Years and two children later, I have had struggles with blood pressure in my second pregnancy, I put on weight as you do in pregnancy, despite losing it all and more after my son, I am sat here after my daughter's birth feeling a lot bigger than I want to be. And what with a lot better availability, choice and quality in free from foods, I am giving it a try again. Another post I may detail the gluten free staples that have taken over from the wheat ones. A few weeks later I am noticeably losing the baby weight and feel so much healthier. and this time I think i can make at least a minimal gluten diet work!
BUT, and it is a big but, baking. Its the summer holidays and I need to do something with my school age boy! So we decided to try the experiment. Can you make cakes that rival the wheat based ones?
There are now things that weren't on the market in the 80's and 90's when dealing with allergy diets. First and foremost we embarked this experiment with Dove Farm's Gluten Free self raising flour as our base.
Now freely available in most large supermarkets. I picked mine up from my local Tescos. So, the base recipe. I actually used the one from their website, but is helpfully on the side of the packet. We only did a half batch I will note because it was an experiment, and with only one small boy and me to eat them, I didn't want to do too many at once! But the recipe is as follows for a full batch:
150g caster sugar
3 medium eggs
1/2 teaspoon of vanilla extract
150g of your chosen self raising flour
1 tablespoon of milk
Simply cream the butter and sugar together.
Beat in the eggs and vanilla
Beat in flour and milk
Spoon into cases and cook for 10-12 minutes at 180 degrees in a fan oven (200 degrees in a conventional oven)

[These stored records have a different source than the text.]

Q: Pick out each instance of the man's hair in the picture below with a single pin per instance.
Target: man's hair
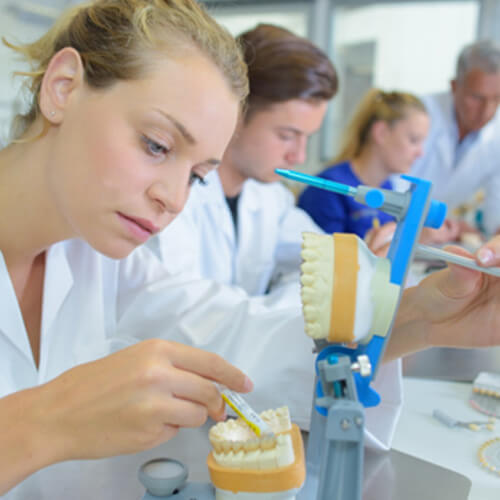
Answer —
(483, 55)
(283, 66)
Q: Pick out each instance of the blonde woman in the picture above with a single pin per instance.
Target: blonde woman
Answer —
(384, 137)
(120, 125)
(125, 97)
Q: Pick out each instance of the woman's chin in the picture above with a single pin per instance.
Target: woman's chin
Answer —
(117, 249)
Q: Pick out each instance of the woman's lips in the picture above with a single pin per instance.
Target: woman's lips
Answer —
(140, 229)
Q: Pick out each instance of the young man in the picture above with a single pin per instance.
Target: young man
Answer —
(242, 228)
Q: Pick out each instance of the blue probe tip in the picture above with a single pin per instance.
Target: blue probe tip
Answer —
(374, 198)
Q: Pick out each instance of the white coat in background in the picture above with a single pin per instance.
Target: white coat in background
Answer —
(459, 171)
(93, 305)
(264, 254)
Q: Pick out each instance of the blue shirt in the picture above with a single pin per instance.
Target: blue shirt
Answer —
(336, 213)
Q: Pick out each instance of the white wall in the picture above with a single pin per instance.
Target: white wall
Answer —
(416, 44)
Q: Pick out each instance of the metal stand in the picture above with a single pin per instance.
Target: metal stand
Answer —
(335, 447)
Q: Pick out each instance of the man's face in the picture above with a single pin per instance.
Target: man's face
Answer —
(274, 138)
(476, 97)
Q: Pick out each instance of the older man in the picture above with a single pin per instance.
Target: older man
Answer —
(462, 152)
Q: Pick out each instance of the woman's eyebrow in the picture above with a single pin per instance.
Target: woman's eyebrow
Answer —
(179, 126)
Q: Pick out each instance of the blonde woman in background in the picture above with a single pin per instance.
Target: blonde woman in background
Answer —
(384, 137)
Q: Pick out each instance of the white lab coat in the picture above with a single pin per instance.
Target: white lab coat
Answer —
(93, 305)
(456, 179)
(264, 254)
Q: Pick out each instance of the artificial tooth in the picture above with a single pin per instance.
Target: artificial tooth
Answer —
(237, 446)
(285, 455)
(307, 279)
(268, 460)
(251, 445)
(268, 442)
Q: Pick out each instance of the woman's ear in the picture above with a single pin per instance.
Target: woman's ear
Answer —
(62, 79)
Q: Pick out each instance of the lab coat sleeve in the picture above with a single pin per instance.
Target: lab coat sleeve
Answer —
(267, 343)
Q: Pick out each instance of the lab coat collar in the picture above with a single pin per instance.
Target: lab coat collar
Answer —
(248, 194)
(58, 281)
(11, 321)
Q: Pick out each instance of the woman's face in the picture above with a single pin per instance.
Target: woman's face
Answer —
(403, 142)
(123, 158)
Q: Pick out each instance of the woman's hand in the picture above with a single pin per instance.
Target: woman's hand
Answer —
(129, 401)
(448, 232)
(456, 307)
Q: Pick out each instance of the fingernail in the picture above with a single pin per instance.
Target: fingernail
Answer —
(485, 256)
(248, 385)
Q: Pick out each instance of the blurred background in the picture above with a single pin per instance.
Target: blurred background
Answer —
(394, 44)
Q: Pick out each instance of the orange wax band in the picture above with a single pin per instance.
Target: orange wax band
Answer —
(345, 278)
(262, 480)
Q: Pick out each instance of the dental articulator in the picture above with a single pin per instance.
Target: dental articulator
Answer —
(350, 298)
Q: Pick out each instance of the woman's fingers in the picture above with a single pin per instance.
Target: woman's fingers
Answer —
(489, 253)
(199, 392)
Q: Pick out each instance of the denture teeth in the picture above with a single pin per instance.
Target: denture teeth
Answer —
(317, 283)
(268, 442)
(251, 445)
(237, 446)
(307, 279)
(226, 446)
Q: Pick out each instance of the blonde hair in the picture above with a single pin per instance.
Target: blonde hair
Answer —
(113, 36)
(375, 106)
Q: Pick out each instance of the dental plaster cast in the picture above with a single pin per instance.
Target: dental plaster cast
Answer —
(346, 291)
(244, 466)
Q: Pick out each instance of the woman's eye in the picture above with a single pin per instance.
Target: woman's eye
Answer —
(197, 178)
(154, 148)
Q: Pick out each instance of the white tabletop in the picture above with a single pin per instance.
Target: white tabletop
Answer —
(420, 435)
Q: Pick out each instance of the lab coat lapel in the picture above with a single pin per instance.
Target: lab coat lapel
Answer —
(247, 208)
(11, 320)
(226, 219)
(58, 282)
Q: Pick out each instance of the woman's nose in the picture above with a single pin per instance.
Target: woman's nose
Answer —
(170, 194)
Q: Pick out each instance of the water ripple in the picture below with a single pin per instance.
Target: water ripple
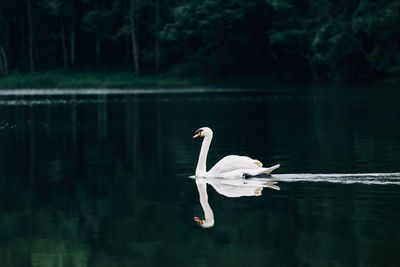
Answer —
(361, 178)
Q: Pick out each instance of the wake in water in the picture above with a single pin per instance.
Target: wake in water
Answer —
(350, 178)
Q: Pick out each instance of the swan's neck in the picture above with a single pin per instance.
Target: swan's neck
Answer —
(201, 168)
(208, 213)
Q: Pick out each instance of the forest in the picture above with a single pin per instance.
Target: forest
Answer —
(303, 40)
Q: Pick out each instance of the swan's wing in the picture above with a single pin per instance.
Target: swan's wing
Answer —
(233, 162)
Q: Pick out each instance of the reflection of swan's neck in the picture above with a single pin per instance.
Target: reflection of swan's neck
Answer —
(208, 213)
(201, 168)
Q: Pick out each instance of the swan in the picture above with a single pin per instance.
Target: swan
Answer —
(231, 188)
(231, 166)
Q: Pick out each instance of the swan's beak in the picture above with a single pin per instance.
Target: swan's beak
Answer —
(197, 219)
(197, 134)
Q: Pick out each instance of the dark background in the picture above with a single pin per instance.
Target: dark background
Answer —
(323, 40)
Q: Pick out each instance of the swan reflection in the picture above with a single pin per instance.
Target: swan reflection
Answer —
(228, 188)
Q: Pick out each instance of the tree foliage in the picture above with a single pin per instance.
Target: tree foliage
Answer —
(292, 40)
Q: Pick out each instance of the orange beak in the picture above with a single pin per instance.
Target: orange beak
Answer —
(197, 219)
(197, 135)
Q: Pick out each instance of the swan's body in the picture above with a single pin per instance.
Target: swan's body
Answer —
(230, 166)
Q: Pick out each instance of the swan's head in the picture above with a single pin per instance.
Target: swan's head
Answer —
(204, 223)
(203, 132)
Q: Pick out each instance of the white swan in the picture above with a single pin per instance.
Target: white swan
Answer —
(231, 166)
(229, 188)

I half filled silicone cake cases and cooked for 12 minutes which yielded these beautifully risen cakes:
While they cooled I raided my cupboard for a raft of decorating options for my lovely son to choose from:
Please note that this post has not been endorsed by any brand I am only showing what I chose to use of my own free will from in my cupboards
Once they had cooled I removed them from the silicone cases and into paper ones to make decorating easier. My little pirate chose the can of easy swirl icing (which only does ten cakes as stated on the can, just be aware its not a cheap icing solution but an easy one), chocolate beans and sugar confetti. So I swirled and he decorated.
Its serious business this cake decorating, and definitely requires a pirate hat! Between us we wound up with this little bevy of beauties:
I don't think we did bad at all. And the verdict?
Neither the pirate or I noticed a single difference between an ordinary fairy cake. Honestly, there were none! Its a fantastic replacement flour and will live in my cupboard from now on.
On another allergy note, I have not tried it, but I am reliably informed that if you need to be dairy free as well, you could replace the butter with hard margarine such as stork, and almond milk to replace the cows milk. So give it a try and enjoy!